How Chatbots Will Change How Customers Interact with Your Business
Opinions are swirling over the coming AI revolution, and while much of the focus and discussion has been on jobs (where automation stands to displace a significant portion of the labor market), a more fundamental change is coming, and sooner than you think.
As it becomes easier than ever before to leverage advances in AI, more and more companies are turning to chatbots as a way to help customers find what they're looking for, get the help they need, or even schedule a service. It's never been easier to create a bot, even with no coding experience - and the savings can add up fast.
Chatbots provide the opportunity to make your business easier to interact with, helping you and your customers get things done more quickly and simply than ever before.
Here's an overview of the benefits and limitations of chatbots, and why you should consider them for your organization.
What Chatbots Can Do, and What They Can't
There are a lot of options to get started with chatbots, but before evaluating the available options, start by considering what you're actually trying to achieve with your bot. There's a lot of things that chatbots are great at, and some things that you might need to think through a little before implementing.
Let's start out with a simple question: what is a chatbot? A chatbot is a program that communicates with a user via text, in conversational language. It understands some or all of what the user is saying, and then responds. To be useful, it needs to have access to information - your calendar, your inventory, your frequently asked questions, etc. A chatbot doesn't necessarily need to have AI, but it saves a lot of work and aggravation.
The most important thing to understand about chatbots, regardless of their level of sophistication, is that at the end of the day, they're still a user interface. They're a way for a user to get information or perform an action. Your website is a different UI. Both are constrained by the information and actions available to them.
Chatbots in Action
Let's say that you're looking for a job. On a website, you might need to do some poking around in the 'About section', or perhaps in 'Human Resources' - or maybe the information isn't there at all, as jobs get posted straight to a different platform. Because a company's website is generally not designed solely to make it easy to apply for a job, there's not necessarily a direct path from the landing page to what you're looking for, so you may have to hunt for the information you need.

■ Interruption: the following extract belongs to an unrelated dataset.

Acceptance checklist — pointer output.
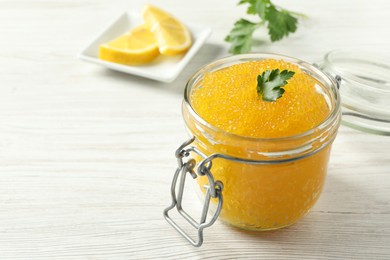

With a chatbot, finding this information is a much simpler process: just ask. Assuming the chatbot has access to the right information, it should get back to you with a link to the right place, whether it's on the website, through a third party service, or simply a message that you're not currently hiring. In fact, with some input from HR, you could even have it funnel the user based on their skills so that their inquiry hits the right inbox.
This example highlights why chatbots are so powerful - they offer an individualized experience with your company. A website - even with a very focused design - needs to appeal a more general audience.
This also highlights another important fact, though: a chatbot is only as good as the information it has.
Planning for Success
Making a chatbot that succeeds beyond your wildest dreams comes down to one thing: planning. You need to figure out what you want your bot to be good at and focus on that. Will it help users navigate your inventory? Give answers to common questions and only escalate to a human if necessary?
As Heiko Waechter from the digital design agency Huge says, "conversational interfaces can be powerful and effective when they're deployed in the right context and designed for the right use case. On the flip side, these interfaces can potentially get in the way of a user or be viewed as gimmicky or even frustrating when they are not thoughtfully designed." Narrow your focus, and you'll be more successful.
You also need to ensure that there's a way for the bot to recognize that it's run up against its limitations.
If your FAQ answers aren't solving a customer's problem, you want to make it easy for the bot to hand off the chat to someone who can help. People don't mind robots if they're helpful and not pretending to be something they're not - they get annoyed when they feel like they're being given the runaround.
What You Can Do Right Now
Chatbots stand to revolutionize the way that customers interact with businesses. They make it easier than ever to offer a personalized experience with your company, with a staggering number of options for channels. It's worth it to try a few out for yourself and see if this technology could be right for you.
- Keep in mind that a chatbot is just a different form of UI, a way of getting information or getting something done.
- Narrow your focus and figure out what you want a chatbot to do well.
- Plan carefully, and build in ways to get in touch with a human.